Little has been documented about the earlier of the two dances, except that one of the dancers, Billy Raine, moved to Westerhope in 1906 and founded the team there, whose dance was collected by Cecil Sharp (who called it North Walbottle). Billy Raine may well have been the main force behind the Bedlington side, as they stopped performing at around the time he moved. Although nothing is known about the form of the early Bedlington dance, it would be fairly safe to assume that it was the same as or similar to the North Walbottle notation published by Sharp.

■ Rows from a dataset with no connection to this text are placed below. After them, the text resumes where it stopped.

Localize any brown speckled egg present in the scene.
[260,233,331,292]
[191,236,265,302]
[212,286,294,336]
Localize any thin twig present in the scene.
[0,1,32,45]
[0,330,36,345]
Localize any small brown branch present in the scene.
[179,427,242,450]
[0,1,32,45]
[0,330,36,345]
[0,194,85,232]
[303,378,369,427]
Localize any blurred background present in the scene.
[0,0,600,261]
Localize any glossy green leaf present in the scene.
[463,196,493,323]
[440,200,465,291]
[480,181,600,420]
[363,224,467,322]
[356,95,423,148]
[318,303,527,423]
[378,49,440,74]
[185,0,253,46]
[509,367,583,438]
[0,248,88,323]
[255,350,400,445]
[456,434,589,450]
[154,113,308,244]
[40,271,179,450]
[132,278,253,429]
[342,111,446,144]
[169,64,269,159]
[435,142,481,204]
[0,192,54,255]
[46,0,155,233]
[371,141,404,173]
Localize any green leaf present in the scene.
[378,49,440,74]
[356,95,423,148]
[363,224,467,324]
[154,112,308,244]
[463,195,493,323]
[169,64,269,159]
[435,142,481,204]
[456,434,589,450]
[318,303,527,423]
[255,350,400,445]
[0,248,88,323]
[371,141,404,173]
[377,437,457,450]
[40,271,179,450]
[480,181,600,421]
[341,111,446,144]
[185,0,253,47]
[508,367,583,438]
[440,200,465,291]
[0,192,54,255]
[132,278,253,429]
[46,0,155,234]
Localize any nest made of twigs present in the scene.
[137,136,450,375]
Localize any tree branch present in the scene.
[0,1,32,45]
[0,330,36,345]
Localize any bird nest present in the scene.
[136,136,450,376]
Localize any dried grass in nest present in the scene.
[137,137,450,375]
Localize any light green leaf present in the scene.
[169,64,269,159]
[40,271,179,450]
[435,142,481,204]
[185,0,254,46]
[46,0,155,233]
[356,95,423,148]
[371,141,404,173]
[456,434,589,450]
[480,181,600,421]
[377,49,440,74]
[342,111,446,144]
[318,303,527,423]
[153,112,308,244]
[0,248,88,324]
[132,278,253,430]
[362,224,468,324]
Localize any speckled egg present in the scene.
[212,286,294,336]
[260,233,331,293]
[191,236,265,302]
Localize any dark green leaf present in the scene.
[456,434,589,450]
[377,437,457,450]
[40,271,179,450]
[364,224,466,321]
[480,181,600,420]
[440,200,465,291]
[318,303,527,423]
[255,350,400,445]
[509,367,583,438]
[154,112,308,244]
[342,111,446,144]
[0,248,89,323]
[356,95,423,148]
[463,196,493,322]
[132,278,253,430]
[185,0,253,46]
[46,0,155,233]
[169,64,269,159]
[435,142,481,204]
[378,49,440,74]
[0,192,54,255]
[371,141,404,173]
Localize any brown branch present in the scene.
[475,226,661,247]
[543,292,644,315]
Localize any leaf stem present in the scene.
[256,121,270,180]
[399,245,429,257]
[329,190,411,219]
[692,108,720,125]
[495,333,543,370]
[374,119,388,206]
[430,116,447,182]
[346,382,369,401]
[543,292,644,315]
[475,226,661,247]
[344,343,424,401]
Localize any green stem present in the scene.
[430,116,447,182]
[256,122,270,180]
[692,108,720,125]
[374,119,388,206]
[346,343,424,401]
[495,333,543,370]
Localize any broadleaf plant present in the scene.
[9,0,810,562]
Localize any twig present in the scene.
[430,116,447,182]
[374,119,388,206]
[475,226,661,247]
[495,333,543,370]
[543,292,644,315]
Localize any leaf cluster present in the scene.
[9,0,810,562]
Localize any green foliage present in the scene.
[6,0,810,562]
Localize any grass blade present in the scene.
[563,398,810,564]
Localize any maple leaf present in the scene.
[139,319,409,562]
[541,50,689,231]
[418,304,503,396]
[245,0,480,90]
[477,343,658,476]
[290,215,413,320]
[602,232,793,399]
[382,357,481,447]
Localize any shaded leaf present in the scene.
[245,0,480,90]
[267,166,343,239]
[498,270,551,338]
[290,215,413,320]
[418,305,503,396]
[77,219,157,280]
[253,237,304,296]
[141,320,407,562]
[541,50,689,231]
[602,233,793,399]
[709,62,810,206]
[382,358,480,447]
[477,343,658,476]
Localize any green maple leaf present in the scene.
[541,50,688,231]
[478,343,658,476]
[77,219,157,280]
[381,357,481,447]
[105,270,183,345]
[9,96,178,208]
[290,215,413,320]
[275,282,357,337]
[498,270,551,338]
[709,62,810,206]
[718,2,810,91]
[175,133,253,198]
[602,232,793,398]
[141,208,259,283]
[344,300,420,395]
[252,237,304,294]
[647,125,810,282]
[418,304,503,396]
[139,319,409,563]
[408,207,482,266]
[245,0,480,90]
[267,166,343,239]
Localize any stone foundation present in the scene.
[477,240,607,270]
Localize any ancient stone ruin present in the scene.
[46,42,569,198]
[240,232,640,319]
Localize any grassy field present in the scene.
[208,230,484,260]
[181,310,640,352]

The later team was taught by the Muldouan family, and like the Amble dance, included processional figures as well as figures to be performed at each dance spot. The dancers would typically start at the eastern end of Bedlington's wide main street, and move progressively westwards until they reached the Red Lion pub at the western end. The dancers wore normal rapper kit, but had clogs with irons instead of shoes, as was common among the sides in the area. They performed to melodeon, or sometimes to the fiddle or pipes, but when inside pubs the musician often played the piano instead.
The dance was performed locally until 1926, but was collected by Brian Hayden and Bill Burgess of the King's College team in 1961. By this time, the remaining dancers had forgotten most of the figures that were once included in the tradition, so the notations are known to be incomplete. Notations were published by Bill Cassie in 1966 and later by Brian Hayden in 1979.